If *data* is a scalar type, a single element is written.
If *data* is an array, the number of elements written equals the array size.
*coords* specifies the coordinates of where to write the first element.
The first element of the *coords* array corresponds to the outermost
dimension of the tensor.
It is a compile-time error if the number of supplied coordinates does not
equal the rank of the tensor.
*tensorOperands* is a constant bitmask of zero or more gl_TensorOperands*
values.
Depending on the specified tensorOperands, additional arguments may have to
be specified.
The behavior when one or more tensor elements written to are outside of the
tensor bounds is specified by the client API.
It is a compile-time error to write to a tensor that is decorated with the
readonly memory access qualifier.
uint tensorSizeARM(tensorARM t, uint dim);
Description: Return the size of the dimension specified in *dim* of Tensor *t*.
Dimension 0 corresponds to the outermost dimension of the tensor.
*dim* must be less than the rank of tensor *t*.
Modify Section 9, Shading Language Grammar for Core Profile:
(Add to token list)
TENSOR
(modify type_specifier to add type_parameter_specifier_opt)
type_specifier:
type_specifier_nonarray type_parameter_specifier_opt
type_specifier_nonarray type_parameter_specifier_opt array_specifier
(new rules)
type_parameter_specifier_opt:
type_parameter_specifier
/*empty*/
type_parameter_specifier:
LEFT_ANGLE type_parameter_specifier_list RIGHT_ANGLE
type_parameter_specifier_element:
type_specifier
unary_expression
type_parameter_specifier_list:
type_parameter_specifier_element
type_parameter_specifier_list COMMA type_parameter_specifier_element
Interactions with GL_EXT_shader_explicit_arithmetic_types_float16
If GL_EXT_shader_explicit_arithmetic_types_float16 is not supported,
remove the tensorReadARM/tensorWriteARM overloads that use float16_t.
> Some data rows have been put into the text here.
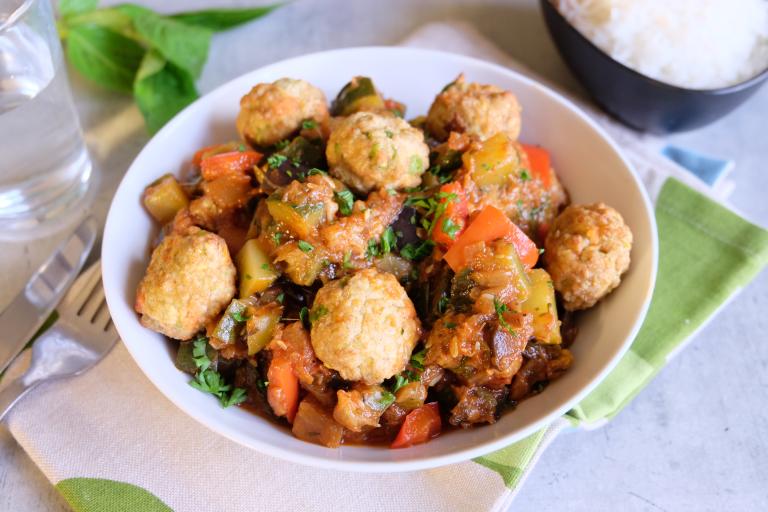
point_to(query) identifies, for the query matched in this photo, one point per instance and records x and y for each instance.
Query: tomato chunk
(420, 426)
(451, 223)
(228, 164)
(489, 225)
(283, 388)
(538, 160)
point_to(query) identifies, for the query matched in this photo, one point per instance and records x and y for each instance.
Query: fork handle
(13, 392)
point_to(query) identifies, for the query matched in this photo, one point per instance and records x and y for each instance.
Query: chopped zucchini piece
(164, 198)
(231, 323)
(541, 304)
(507, 258)
(301, 267)
(358, 95)
(494, 162)
(301, 220)
(261, 325)
(255, 270)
Interactions with GL_EXT_shader_explicit_arithmetic_types_float32
If GL_EXT_shader_explicit_arithmetic_types_float32 is not supported,
remove the tensorReadARM/tensorWriteARM overloads that use float32_t.
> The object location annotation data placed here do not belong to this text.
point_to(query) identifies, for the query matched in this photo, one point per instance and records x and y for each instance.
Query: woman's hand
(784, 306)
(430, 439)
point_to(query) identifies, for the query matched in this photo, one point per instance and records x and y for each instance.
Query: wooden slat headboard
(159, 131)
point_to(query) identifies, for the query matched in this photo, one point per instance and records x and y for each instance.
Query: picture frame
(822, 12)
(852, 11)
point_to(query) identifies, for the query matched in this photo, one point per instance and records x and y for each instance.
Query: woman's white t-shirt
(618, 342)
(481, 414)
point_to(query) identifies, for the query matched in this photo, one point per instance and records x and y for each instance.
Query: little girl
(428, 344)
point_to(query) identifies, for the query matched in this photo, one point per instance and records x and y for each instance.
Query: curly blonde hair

Interactions with GL_EXT_shader_explicit_arithmetic_types_float64
If GL_EXT_shader_explicit_arithmetic_types_float64 is not supported,
remove the tensorReadARM/tensorWriteARM overloads that use float64_t.
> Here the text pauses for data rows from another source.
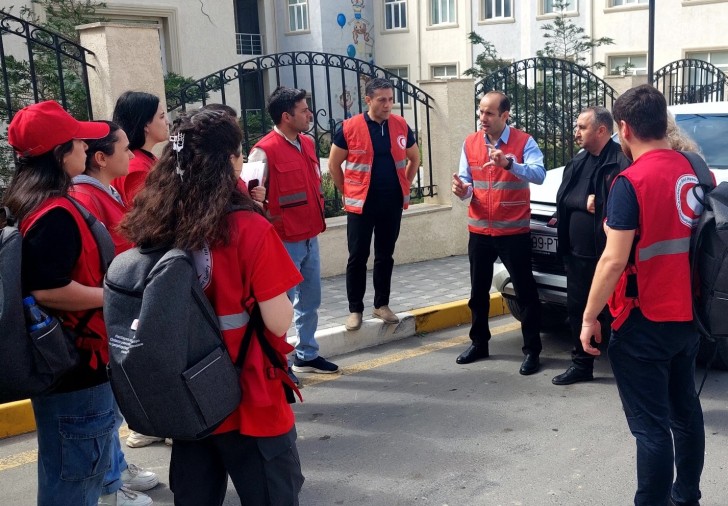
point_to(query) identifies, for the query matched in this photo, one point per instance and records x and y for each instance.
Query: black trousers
(382, 218)
(265, 471)
(515, 253)
(579, 275)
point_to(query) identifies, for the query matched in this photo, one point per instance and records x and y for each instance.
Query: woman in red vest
(144, 120)
(61, 268)
(192, 201)
(107, 159)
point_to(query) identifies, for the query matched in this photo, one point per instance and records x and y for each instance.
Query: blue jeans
(654, 367)
(74, 432)
(306, 296)
(112, 479)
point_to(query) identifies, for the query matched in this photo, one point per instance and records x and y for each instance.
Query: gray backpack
(32, 363)
(169, 368)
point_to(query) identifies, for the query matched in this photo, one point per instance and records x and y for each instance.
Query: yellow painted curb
(451, 314)
(16, 418)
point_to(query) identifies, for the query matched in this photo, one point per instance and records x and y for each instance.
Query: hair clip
(178, 142)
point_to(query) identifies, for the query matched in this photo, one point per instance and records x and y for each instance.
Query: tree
(567, 41)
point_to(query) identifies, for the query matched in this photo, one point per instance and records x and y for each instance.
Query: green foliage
(487, 61)
(543, 108)
(567, 41)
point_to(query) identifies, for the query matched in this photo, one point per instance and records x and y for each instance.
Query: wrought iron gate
(547, 95)
(336, 86)
(690, 81)
(36, 65)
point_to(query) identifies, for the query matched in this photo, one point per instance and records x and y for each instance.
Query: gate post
(451, 120)
(126, 57)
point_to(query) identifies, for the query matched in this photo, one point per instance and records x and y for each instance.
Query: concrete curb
(17, 417)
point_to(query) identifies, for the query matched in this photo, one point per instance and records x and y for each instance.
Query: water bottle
(35, 317)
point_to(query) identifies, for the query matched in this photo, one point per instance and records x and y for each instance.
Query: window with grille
(495, 9)
(442, 12)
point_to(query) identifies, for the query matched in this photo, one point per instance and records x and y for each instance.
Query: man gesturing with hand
(496, 166)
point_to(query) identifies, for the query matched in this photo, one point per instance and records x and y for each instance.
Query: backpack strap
(103, 239)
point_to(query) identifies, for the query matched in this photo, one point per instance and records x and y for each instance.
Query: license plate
(543, 243)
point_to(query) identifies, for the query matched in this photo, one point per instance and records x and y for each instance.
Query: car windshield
(709, 131)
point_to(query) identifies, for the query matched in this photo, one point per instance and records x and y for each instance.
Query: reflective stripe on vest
(233, 321)
(501, 185)
(668, 247)
(498, 224)
(359, 167)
Interactions with GL_EXT_shader_explicit_arithmetic_types_int8
If GL_EXT_shader_explicit_arithmetic_types_int8 is not supported,
remove the tensorReadARM/tensorWriteARM overloads that use int8_t and
uint8_t.
Interactions with GL_EXT_shader_explicit_arithmetic_types_int16
If GL_EXT_shader_explicit_arithmetic_types_int16 is not supported,
remove the tensorReadARM/tensorWriteARM overloads that use int16_t and
uint16_t.
Interactions with GL_EXT_shader_explicit_arithmetic_types_int32
If GL_EXT_shader_explicit_arithmetic_types_int32 is not supported,
remove the tensorReadARM/tensorWriteARM overloads that use int32_t and
uint32_t.
Interactions with GL_EXT_shader_explicit_arithmetic_types_int64
If GL_EXT_shader_explicit_arithmetic_types_int64 is not supported,
remove the tensorReadARM/tensorWriteARM overloads that use int64_t and
uint64_t.
Interactions with GL_EXT_bfloat16
If GL_EXT_bfloat16 is not supported, remove the
tensorReadARM/tensorWriteARM overloads that use bfloat16_t and
the GL_ARM_tensors_bfloat16 extension.
Interactions with GL_EXT_float_e5m2
If GL_EXT_float_e5m2 is not supported, remove the
tensorReadARM/tensorWriteARM overloads that use floate5m2_t and
the GL_ARM_tensors_float_e5m2 extension.
Interactions with GL_EXT_float_e4m3
If GL_EXT_float_e4m3 is not supported, remove the
tensorReadARM/tensorWriteARM overloads that use floate4m3_t and
the GL_ARM_tensors_float_e4m3 extension.
Issues
1) Converting between vectors and arrays is cumbersome for shader writers.
Resolution:
This extension will not change or extend the language rules for conversions
between vector and array types.
Revision History
Rev. Date Author Changes
---- ---------- -------------------- -----------------------------------------
2 2026-02-27 Kevin Petit Add support for bfloat16_t, floate5m2_t, and floate4m3_t
1 2025-06-19 Sven van Haastregt Initial revision.